Pointing out that the FOMC decided today not to change the interest rate and to continue reducing assets, albeit at a slower pace, Powell stated that the restrictive stance of monetary policy was exerting downward pressure on economic activity and inflation, and that the risks to the bank’s employment and inflation goals were balanced.

“However, it has been observed in recent months that progress has not been made towards our 2% inflation target, and we continue to be extremely cautious about inflation risks,” Powell said.

“We do not anticipate lowering the interest rate until there is greater confidence that inflation is sustainably moving towards 2%,” Powell reiterated.

Powell highlighted the uncertainty of the economic outlook, stating that they had not seen sufficient evidence of progress towards lowering inflation so far this year. He said, “As I mentioned before, data on inflation have come in above expectations. It is likely that it will take longer than expected to gain such a high level of confidence.”

Powell emphasized that they were prepared to maintain the current target range for the policy interest rate as long as necessary and were also prepared to respond to unexpected weakening in the labor market.

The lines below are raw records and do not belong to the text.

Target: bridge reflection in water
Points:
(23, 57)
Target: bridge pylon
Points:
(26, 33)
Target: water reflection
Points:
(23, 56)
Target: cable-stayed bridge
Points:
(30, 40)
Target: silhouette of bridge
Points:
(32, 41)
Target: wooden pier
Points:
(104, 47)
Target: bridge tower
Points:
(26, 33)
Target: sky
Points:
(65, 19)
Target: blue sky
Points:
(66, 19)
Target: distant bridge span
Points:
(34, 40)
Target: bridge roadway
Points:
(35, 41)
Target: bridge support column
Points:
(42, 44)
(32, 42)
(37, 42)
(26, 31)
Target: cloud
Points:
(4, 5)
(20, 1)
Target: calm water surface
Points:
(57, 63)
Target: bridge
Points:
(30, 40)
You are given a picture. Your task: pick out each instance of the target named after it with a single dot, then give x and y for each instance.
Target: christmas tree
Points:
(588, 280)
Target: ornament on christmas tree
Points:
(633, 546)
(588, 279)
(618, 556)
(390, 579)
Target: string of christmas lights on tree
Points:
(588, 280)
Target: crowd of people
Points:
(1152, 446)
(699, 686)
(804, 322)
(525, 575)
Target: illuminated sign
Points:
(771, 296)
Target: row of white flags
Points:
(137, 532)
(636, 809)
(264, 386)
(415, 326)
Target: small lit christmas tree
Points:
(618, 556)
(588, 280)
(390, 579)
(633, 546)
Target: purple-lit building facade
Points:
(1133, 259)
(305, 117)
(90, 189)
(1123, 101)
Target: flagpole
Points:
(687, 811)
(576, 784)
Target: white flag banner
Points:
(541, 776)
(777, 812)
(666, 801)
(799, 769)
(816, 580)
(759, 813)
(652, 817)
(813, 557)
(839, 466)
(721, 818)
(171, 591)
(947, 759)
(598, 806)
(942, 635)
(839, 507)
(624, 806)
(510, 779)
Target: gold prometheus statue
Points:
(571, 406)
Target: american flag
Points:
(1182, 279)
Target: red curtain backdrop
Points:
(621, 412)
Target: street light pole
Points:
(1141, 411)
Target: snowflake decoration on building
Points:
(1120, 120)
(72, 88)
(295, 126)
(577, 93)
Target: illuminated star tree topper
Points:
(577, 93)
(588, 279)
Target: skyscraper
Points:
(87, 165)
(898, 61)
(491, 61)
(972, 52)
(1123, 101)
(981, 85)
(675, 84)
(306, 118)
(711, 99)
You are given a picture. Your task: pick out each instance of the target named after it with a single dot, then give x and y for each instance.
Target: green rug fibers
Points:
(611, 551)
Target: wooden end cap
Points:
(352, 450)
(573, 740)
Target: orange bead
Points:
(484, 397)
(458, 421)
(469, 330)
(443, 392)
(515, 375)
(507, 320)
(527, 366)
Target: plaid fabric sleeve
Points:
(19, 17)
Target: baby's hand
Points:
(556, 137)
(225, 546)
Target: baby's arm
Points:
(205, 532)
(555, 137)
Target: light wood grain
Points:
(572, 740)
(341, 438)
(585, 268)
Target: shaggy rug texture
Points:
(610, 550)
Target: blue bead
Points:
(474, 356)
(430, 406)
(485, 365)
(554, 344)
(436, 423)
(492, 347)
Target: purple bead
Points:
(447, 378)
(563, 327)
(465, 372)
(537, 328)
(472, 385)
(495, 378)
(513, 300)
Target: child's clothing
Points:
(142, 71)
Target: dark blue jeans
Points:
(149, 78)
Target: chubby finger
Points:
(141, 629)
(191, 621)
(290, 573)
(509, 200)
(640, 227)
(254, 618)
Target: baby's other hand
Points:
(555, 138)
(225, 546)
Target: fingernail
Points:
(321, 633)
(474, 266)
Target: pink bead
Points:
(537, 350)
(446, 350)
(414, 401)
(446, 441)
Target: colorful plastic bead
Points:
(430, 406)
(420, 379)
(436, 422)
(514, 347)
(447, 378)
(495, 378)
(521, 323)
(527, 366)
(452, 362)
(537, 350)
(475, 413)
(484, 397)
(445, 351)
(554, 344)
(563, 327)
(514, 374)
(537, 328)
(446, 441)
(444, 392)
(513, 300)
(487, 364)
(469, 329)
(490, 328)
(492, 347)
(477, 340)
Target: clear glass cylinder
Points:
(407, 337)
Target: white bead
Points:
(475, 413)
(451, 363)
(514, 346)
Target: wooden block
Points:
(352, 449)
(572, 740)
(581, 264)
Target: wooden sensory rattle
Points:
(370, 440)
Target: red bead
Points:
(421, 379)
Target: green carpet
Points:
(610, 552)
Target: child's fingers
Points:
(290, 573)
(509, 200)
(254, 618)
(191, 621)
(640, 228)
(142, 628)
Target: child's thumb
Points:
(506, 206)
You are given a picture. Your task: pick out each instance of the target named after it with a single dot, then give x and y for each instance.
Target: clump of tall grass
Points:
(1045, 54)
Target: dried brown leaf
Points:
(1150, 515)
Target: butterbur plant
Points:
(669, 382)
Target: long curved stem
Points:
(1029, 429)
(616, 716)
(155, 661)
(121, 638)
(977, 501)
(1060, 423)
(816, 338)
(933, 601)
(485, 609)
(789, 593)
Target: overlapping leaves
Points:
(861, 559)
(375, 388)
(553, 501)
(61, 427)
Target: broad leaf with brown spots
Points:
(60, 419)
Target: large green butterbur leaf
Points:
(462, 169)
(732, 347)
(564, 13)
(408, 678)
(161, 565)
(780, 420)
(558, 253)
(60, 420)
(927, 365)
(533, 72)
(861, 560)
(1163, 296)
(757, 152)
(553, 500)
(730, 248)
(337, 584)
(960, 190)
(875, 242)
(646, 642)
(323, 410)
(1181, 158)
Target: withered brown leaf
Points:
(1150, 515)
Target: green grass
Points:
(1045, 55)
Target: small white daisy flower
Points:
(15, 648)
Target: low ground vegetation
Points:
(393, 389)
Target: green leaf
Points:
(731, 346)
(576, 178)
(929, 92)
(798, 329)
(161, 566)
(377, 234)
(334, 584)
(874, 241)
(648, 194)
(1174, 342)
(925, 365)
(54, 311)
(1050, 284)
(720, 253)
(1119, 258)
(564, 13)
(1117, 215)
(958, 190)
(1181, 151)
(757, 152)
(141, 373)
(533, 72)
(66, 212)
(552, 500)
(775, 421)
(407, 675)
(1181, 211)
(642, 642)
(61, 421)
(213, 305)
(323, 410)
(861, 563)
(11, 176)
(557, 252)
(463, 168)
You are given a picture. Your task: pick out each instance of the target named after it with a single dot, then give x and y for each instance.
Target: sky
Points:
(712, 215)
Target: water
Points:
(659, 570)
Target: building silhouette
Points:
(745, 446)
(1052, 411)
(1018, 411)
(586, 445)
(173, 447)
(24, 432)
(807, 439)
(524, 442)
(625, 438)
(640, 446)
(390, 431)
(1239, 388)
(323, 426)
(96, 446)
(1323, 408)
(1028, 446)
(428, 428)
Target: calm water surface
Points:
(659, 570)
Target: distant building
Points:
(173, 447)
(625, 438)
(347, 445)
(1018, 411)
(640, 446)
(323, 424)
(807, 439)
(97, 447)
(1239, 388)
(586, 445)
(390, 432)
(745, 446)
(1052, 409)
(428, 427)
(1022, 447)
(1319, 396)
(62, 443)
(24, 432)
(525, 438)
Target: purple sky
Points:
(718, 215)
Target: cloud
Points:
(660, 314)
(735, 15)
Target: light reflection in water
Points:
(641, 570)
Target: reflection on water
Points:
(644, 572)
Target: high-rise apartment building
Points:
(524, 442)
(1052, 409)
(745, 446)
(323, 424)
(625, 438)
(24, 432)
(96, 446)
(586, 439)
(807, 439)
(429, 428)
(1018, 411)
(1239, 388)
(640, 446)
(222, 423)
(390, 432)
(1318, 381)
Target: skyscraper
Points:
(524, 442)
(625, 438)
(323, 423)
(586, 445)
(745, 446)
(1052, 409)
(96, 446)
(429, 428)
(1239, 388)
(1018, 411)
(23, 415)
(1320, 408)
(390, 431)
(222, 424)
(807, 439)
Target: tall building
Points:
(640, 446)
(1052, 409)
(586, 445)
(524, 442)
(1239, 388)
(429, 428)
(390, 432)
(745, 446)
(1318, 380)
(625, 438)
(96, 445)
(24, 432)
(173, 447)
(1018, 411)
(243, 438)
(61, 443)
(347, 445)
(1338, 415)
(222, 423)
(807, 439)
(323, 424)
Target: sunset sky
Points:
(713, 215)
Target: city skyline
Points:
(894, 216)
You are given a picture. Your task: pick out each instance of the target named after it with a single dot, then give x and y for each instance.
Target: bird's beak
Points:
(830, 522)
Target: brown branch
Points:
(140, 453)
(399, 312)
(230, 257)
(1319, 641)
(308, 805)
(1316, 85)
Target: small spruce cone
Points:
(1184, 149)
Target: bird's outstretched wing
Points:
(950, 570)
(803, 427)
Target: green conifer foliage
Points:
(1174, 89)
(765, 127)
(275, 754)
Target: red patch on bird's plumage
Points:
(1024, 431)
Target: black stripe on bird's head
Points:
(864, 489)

Powell reiterated that the bank’s position on monetary policy was in a good position to deal with risks and uncertainties to achieving its goals and would continue to make decisions from meeting to meeting.

Powell Emphasizes Elections Won’t Affect Interest Rate Decisions Stating that the focus of policy is how long monetary policy will remain restrictive, Powell said, “I don’t think the next policy move will likely be a rate hike.”

Powell emphasized that convincing evidence would be needed to raise interest rates to lower inflation and that delaying rate cuts might be appropriate if inflation were to become more persistent and the labor market remained strong.

Powell stated that he did not know how long it would take to gain confidence in the reduction of inflation and that when that confidence was achieved, rate cuts would be included.

Powell emphasized that the Fed would continue to make decisions independently of the upcoming U.S. presidential elections; otherwise, negative consequences could arise.

No Change in Interest Rates in 6 Consecutive Meetings Starting to raise interest rates in response to high inflation in 2022 after completing asset purchase operations, the Fed has made 11 interest rate hikes since March 2022, increasing the interest rate by a total of 525 basis points.

The bank’s policy rate reached the highest level since 2001 with the range of 5.25-5.50% due to these increases.

With its latest decision, the Fed kept the policy interest rate unchanged in 6 consecutive meetings. The bank last raised interest rates by 25 basis points in July 2023.

Inflation in the U.S., after reaching its highest level since 1981 with an annual rate of 9% in June 2022, exceeded expectations with an annual rate of 3.5% in March.